Sunday, October 18, 2009

Take a cab by faith

This is from a lady in our church. It is a testimony to challenge and warm the heart.

'I have to say, this week has been severely hard on my wallet and bank account. I lost my monthly travel card (again - for the second time in 1 month!!!!), my Oyster (prepaid travel card) was out of credit and ended up paying extra by cash for buses, dental costs, and to cap it all, I have been running late in the mornings one too many times that I've had to take the cab to work in the mornings (London cabs is mind-blowingly expensive!) not once, not twice but thrice this week!!!!

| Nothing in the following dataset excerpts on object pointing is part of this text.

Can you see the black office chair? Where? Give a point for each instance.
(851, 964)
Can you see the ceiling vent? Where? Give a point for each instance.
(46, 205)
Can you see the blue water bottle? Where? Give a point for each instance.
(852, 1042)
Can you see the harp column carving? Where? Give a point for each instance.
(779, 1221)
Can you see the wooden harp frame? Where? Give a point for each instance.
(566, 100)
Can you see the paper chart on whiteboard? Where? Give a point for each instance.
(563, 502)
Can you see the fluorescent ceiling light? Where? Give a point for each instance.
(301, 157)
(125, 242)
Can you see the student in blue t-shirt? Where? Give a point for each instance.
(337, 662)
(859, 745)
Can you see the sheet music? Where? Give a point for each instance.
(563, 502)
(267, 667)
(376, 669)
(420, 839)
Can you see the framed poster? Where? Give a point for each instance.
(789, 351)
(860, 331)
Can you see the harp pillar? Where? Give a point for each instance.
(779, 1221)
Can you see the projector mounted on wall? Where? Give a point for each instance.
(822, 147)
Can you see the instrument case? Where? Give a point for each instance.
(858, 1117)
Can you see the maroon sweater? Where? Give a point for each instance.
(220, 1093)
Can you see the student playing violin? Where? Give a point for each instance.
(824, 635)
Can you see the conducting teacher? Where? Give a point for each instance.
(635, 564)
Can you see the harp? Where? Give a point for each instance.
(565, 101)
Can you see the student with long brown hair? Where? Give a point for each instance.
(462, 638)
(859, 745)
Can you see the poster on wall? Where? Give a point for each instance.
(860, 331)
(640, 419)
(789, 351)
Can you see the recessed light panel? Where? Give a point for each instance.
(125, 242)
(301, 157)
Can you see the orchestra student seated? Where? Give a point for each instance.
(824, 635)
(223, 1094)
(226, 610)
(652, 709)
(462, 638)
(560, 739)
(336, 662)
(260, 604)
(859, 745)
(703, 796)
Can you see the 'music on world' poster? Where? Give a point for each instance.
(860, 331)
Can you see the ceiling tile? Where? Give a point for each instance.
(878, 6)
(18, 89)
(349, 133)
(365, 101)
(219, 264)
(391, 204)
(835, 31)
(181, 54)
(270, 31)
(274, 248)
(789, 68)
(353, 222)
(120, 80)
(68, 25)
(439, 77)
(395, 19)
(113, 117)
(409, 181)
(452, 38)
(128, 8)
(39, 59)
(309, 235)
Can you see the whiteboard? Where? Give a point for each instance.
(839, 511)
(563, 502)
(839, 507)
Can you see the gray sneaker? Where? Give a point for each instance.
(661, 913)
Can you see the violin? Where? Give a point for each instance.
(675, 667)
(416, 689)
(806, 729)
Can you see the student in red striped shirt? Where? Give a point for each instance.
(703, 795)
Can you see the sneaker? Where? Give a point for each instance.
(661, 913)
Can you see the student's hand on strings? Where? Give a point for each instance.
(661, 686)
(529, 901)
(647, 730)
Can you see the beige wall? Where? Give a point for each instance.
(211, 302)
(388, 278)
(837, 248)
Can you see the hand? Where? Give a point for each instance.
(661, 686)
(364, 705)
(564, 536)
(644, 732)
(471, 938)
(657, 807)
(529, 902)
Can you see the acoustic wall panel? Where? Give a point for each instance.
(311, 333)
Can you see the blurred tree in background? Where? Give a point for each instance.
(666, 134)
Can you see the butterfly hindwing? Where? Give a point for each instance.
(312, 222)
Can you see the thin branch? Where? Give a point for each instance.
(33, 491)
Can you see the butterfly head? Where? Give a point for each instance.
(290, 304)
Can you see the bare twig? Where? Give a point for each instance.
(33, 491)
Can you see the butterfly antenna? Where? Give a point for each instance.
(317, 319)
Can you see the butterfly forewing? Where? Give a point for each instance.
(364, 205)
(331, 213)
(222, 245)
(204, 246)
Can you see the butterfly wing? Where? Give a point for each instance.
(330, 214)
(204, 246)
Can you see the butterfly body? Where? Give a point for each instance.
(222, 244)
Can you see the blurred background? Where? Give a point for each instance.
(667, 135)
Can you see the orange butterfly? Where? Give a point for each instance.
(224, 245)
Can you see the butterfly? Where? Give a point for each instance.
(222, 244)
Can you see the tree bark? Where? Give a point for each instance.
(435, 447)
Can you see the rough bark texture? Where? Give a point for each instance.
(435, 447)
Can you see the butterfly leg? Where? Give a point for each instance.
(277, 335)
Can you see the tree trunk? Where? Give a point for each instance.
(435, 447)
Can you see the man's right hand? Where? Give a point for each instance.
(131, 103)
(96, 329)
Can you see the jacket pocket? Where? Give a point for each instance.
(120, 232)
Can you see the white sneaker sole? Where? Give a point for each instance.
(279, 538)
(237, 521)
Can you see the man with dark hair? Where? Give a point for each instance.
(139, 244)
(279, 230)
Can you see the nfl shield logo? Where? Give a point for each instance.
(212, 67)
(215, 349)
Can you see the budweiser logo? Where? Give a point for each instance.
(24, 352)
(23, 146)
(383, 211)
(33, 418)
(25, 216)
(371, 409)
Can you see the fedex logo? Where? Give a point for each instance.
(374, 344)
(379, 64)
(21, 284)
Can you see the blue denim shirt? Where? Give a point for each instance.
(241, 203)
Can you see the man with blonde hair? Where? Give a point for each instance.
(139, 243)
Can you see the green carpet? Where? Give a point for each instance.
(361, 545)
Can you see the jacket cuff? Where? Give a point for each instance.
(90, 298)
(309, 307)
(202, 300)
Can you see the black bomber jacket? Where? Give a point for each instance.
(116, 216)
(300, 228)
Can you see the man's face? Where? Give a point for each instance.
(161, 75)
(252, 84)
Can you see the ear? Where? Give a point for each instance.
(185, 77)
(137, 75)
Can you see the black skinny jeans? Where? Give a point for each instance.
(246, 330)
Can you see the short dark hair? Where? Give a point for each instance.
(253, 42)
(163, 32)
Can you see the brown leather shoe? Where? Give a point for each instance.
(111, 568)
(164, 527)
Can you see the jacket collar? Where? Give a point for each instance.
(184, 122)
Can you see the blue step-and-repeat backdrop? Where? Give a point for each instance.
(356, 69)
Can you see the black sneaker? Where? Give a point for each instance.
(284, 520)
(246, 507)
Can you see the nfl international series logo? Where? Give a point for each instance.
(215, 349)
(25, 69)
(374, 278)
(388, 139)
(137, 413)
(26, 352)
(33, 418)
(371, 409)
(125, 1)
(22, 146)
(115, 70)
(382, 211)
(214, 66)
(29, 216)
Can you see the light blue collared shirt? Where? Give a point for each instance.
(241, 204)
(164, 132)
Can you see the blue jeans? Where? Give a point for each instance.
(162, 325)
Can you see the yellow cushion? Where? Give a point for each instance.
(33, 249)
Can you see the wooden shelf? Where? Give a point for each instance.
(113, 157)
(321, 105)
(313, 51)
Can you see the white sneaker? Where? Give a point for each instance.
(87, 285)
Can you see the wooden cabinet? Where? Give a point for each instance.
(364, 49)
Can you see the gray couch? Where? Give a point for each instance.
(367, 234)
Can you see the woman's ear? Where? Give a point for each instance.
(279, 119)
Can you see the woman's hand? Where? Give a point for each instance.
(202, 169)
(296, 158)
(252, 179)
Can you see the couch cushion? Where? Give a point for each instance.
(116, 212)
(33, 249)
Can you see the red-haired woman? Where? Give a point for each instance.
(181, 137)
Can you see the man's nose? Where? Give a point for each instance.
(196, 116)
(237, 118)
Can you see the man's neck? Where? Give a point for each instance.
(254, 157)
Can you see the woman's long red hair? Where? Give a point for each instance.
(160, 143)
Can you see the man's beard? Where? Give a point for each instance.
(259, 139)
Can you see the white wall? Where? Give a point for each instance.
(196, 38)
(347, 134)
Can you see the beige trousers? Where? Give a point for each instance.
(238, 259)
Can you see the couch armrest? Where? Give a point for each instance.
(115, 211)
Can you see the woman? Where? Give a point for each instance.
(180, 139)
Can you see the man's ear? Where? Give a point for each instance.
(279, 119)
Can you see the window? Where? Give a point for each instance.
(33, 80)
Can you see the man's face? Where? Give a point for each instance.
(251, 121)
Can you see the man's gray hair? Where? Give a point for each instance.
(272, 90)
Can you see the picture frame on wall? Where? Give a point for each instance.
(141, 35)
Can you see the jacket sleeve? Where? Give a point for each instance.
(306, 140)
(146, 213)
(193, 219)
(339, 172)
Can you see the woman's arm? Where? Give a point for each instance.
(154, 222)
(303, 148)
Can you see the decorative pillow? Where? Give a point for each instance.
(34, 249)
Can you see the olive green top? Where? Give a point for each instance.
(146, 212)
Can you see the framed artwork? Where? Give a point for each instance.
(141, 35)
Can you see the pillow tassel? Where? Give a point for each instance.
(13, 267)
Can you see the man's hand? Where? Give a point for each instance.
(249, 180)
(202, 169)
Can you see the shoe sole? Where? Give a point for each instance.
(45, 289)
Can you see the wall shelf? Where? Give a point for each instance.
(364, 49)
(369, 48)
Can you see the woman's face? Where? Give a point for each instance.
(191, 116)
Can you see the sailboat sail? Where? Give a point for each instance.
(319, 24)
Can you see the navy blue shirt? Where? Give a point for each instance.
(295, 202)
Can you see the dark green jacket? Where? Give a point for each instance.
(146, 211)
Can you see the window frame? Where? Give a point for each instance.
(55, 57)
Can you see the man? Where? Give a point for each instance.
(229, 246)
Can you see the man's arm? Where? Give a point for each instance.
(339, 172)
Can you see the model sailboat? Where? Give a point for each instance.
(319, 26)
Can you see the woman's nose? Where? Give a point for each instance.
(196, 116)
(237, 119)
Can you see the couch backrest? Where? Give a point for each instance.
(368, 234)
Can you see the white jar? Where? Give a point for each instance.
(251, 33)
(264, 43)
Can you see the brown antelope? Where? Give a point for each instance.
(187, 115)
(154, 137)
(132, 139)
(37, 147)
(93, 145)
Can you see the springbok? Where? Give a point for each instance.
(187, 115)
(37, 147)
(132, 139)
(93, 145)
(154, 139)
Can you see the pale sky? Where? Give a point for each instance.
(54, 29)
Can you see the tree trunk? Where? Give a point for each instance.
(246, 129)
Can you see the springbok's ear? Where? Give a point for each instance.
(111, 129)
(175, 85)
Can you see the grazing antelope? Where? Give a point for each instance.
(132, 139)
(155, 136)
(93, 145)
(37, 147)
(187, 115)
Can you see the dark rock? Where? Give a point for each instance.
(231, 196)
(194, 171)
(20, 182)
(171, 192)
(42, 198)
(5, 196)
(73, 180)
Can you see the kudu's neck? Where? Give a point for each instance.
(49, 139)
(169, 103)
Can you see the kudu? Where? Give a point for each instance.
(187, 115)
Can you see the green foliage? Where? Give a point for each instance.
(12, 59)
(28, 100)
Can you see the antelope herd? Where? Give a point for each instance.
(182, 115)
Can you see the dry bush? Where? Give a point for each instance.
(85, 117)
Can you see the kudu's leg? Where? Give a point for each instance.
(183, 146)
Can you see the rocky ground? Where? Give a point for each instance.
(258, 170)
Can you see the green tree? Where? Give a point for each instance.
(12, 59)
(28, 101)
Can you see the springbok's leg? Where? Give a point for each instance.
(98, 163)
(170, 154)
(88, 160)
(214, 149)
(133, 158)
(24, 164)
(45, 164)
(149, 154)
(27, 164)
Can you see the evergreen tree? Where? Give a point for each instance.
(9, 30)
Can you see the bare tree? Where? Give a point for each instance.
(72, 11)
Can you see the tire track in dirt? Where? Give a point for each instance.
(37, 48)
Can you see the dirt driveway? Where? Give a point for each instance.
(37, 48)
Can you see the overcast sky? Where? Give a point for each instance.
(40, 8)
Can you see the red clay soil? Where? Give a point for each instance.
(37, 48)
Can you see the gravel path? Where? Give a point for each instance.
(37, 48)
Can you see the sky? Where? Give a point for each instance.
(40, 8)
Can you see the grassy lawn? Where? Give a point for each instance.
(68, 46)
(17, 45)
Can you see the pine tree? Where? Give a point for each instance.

This morning, I wasn't running late though I did miss my ideal early train as I wanted to go in early to prepare for a presentation at work. But as I watched the early train leave the station, I vehemently protested against the idea of catching my 3rd cab to work.

But this morning there seemed to be a bemused voice in my head urging me to take the cab. And for only one reason; not that I will be early enough at the office to prepare sufficiently for the presentation, but so that I can ask the cab driver a question, "Who do you think Jesus is?"

I began to vehemently protest against the idea of catching the cab not because of the financial cost but from fear of asking the question. And then the Lord pointed out that He will give me the money to catch the cab, and seemed to dryly add that all that I have is His anyway so what am I complaining about.

My feet reluctantly trod to the direction of the mini-cab office which they now recognise my face and I did hope it would be Abdul, my driver for the last two times who is a lovely gentle and kind man - PRAY that he knows the joy of the saving grace that comes from Jesus alone!

But as the office coordinator shouted out for "B05! B05! This lady is late for work!", another chap appeared. His name is Najeeb.

As I sat in the cab I was inwardly asking nervously for help from the Holy Spirit on how to ask the question in my heart without seeming like a fanatic wanting to impose my beliefs on him.

I asked him where he's from.

From Afghanistan he replies. Then a bit of idle chatter.

I asked him what those beads hanging on his rear view mirror was and he responded that it was prayer beads. Similar to some Christians he pointed out to which I explained the difference between Catholics and to those who merely believe in Jesus.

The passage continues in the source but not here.